Voilà déjà longtemps que je ne t’ai pas écrit, quand je vais bien, dans la forêt, au milieu du silence total avec les oiseaux, le ruisseau et le vent, je me tais moi aussi, et quand je suis désespéré, dans la villa, sur le balcon, dans la forêt détruite par le bruit, je ne peux pas écrire parce que ma lettre est lue aussi par les parents. Ce dernier cas est malheureusement le plus fréquent, mais le premier se produit également, ainsi par exemple les deux derniers après-midi, aujourd’hui ce n’est plus tout à fait cela ; mais je ne m’en étonne pas, il n’y a pas dans le monde autant de silence qu’il m’en faut, d’où il suit qu’on ne devrait pas se permettre d’avoir besoin de tant de silence. Mais qu’on puisse l’avoir ici quelquefois, bien que tout soit déjà comble et qu’à partir du 1er le comble sera probablement encore comblé (les gens logent dans les cabines de bains, dans n’importe quel cagibi, et moi j’ai une belle chambre avec balcon) — de cela je suis extrêmement reconnaissant et c’est l’une des raisons pour lesquelles jusqu’ici je n’ai pas bougé.
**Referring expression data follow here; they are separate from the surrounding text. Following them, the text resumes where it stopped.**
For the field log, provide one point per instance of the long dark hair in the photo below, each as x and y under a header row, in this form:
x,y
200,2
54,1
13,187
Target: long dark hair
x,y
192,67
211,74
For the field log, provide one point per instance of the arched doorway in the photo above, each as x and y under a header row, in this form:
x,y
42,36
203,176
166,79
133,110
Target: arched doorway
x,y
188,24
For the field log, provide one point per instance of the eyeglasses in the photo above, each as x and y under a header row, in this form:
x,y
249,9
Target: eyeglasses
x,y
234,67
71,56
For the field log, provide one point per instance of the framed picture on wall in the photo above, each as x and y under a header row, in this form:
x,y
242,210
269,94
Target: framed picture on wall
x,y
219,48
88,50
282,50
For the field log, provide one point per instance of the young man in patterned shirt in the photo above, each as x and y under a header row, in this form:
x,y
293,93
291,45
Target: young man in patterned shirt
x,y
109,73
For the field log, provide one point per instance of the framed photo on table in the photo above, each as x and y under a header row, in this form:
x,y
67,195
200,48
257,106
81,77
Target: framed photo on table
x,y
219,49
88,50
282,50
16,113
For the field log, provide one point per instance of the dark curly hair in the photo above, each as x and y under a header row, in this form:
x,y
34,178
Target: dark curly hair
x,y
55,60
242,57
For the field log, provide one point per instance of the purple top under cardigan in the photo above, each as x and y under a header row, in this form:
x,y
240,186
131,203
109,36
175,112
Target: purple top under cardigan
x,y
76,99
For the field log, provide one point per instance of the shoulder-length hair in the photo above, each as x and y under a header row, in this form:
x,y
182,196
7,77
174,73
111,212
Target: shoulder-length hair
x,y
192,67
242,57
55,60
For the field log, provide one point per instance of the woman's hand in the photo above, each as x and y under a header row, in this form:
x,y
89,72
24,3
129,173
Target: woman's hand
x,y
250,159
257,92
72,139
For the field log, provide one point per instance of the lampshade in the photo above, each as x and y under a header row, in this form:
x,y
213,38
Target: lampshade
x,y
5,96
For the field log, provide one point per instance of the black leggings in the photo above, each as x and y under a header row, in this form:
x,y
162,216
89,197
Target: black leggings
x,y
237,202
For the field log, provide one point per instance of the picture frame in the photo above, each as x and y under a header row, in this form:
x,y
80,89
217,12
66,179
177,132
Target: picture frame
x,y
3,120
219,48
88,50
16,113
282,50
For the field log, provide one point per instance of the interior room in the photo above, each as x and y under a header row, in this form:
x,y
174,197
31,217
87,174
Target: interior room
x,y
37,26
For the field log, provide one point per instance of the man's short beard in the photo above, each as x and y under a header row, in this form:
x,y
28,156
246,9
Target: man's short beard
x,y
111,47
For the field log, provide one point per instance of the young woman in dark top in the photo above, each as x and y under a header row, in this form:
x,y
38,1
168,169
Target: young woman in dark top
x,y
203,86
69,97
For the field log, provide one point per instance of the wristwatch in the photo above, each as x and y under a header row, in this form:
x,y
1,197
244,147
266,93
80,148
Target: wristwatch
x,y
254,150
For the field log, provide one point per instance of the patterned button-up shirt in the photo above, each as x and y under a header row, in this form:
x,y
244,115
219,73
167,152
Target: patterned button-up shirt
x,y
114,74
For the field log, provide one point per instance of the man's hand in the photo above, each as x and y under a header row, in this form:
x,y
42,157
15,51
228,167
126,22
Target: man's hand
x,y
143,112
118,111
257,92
En ce moment par exemple, il est à peu près 7 heures du soir, je suis allongé sur ma chaise longue à l’entrée d’une cabane à trois pans de mur avec 2 couvertures, fourrure et coussin, devant la cabane s’étend une prairie (...) toute jaune, blanche, mauve de fleurs que je connais et d’autres que je ne connais pas, derrière la cabane le ruisseau passe en murmurant.

 

Franz Kafka, Lettres à Otla et à la famille, traduction de l’allemand par Marthe Robert, Gallimard, 1978, p. 132-133.